As Toshiba notes in its article, the sheer volume of nodes that need to communicate in future Industry 4.0 – or IIoT – architectures will make cabling each device increasingly impractical.

Those designing IIoT systems have a number of communications methods to choose from. Some may elect to use wired communications, but for those opting for wireless links, there is a wide selection. Many designers will be familiar with the benefits of Wi-Fi, including the ability to provide large bandwidth links. But Wi-Fi is a point to point technology; IIoT systems may well need something that enables the nodes in the network to ‘talk’ to each other – so called m:m communications. While ZigBee led the way in mesh communications, Bluetooth has caught up, with the SIG announcing earlier in 2017 that the popular protocol can also be used to create meshes. This, combined with the low energy (LE) variant, is set to make Bluetooth an attractive option for IIoT applications.

The IoT spans a wide range of computing requirements. We’ve already talked about processing at the edge, but there’s also the cloud to consider. As Intersil mentions in its article, the requirements range from mW to MW. Amongst the solutions to the challenge is digital power, maximising efficiency while delivering the levels of power required by the system.

Digital power also allows for ‘smarter’ systems; not only can they ‘talk’ to each other, the use of CMOS technology, where appropriate, allows for the integration of ‘digital smarts’. In the future, says Intersil, every bit of power will matter.

Knowledge on how to put IoT and other systems together will come from the distribution sector, says Mouser. If distributors are to stay relevant to the markets and customers they serve, it says, they must participate fully in the innovation process. This means not only providing the components designers need, but also becoming a knowledge centre, offering a wide range of useful content.

While the IoT tends to dominate at the moment, there are other things going on and the emergence of RISC-V could be disruptive in the embedded systems sector. AndMicrosemi, which is an enthusiastic promoter of the open source approach, believes RISC-V could open great opportunities in computer architectures.

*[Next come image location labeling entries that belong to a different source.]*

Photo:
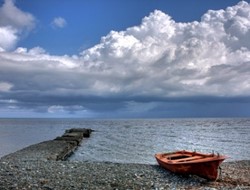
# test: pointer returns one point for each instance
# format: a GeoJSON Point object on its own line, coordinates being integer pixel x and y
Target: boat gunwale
{"type": "Point", "coordinates": [203, 158]}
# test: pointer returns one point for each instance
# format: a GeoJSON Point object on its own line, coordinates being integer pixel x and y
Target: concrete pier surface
{"type": "Point", "coordinates": [44, 166]}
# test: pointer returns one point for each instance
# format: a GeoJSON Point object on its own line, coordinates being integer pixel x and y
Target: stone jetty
{"type": "Point", "coordinates": [73, 138]}
{"type": "Point", "coordinates": [58, 149]}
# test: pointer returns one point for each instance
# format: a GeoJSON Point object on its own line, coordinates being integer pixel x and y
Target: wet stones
{"type": "Point", "coordinates": [73, 138]}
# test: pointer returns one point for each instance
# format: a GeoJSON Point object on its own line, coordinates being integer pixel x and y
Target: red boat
{"type": "Point", "coordinates": [186, 162]}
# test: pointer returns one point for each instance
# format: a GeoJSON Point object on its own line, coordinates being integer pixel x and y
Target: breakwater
{"type": "Point", "coordinates": [58, 149]}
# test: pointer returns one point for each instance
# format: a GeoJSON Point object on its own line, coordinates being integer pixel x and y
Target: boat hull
{"type": "Point", "coordinates": [203, 165]}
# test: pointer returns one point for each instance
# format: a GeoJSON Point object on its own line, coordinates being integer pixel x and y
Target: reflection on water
{"type": "Point", "coordinates": [133, 141]}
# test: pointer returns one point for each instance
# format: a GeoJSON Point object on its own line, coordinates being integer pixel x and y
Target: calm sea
{"type": "Point", "coordinates": [133, 141]}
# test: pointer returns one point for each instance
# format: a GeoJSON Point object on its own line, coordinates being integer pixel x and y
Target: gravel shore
{"type": "Point", "coordinates": [34, 168]}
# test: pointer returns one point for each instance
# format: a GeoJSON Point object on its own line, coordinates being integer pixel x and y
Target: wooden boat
{"type": "Point", "coordinates": [186, 162]}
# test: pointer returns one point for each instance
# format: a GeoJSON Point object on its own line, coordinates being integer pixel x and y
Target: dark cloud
{"type": "Point", "coordinates": [160, 68]}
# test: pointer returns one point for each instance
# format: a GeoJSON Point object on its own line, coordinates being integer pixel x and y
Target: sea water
{"type": "Point", "coordinates": [134, 140]}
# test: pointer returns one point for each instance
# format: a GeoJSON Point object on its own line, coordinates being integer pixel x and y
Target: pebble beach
{"type": "Point", "coordinates": [37, 167]}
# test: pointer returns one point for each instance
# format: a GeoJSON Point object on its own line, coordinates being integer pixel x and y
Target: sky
{"type": "Point", "coordinates": [124, 59]}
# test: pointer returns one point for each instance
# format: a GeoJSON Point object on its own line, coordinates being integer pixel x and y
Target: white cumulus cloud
{"type": "Point", "coordinates": [155, 61]}
{"type": "Point", "coordinates": [59, 22]}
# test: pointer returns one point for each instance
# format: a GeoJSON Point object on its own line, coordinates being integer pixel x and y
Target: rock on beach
{"type": "Point", "coordinates": [42, 167]}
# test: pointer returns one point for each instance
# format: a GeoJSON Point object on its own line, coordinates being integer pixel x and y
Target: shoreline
{"type": "Point", "coordinates": [38, 167]}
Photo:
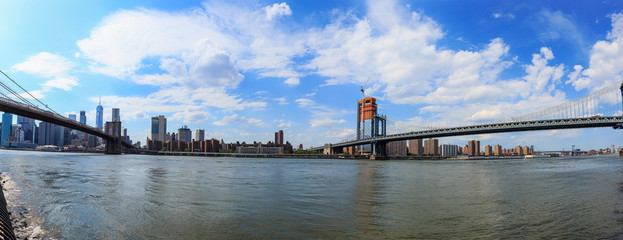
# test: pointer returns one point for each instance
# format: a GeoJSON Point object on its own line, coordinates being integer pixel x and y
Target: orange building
{"type": "Point", "coordinates": [369, 108]}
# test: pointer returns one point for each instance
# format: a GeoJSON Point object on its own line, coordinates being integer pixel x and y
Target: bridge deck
{"type": "Point", "coordinates": [536, 125]}
{"type": "Point", "coordinates": [10, 106]}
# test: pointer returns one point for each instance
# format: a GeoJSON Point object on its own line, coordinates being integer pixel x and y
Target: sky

Cadence, meanwhile, is building on its EDA heritage to support the emerging market for machine learning and artificial intelligence. It contends that systems won’t in the future be defined by chips, rather by the application in which the system will run. Applications-based system design, it contends, will open new opportunities for semiconductor and systems designers and for their supply chain partners. And key to this will be a system design enablement strategy, linking IC, package and PCB design that results in intelligent and elegant solutions.

One development which should be of interest to all designers is the latest addition to the UK’s Catapult network. The Compound Semiconductor Application Catapult is looking to enable the next wave of innovation by promoting the use of compound semiconductor. With more than 100 companies already in the compound semiconductor supply chain, the UK is in a strong position to move ahead quickly and the establishment of a technology cluster in South Wales, backed by significant Government funding, will support this.

One of the characteristics of the electronics industry is the speed with which it moves, which makes selecting the right technology a challenging task. We hope that Outlook 2018 will help you to make the right choices.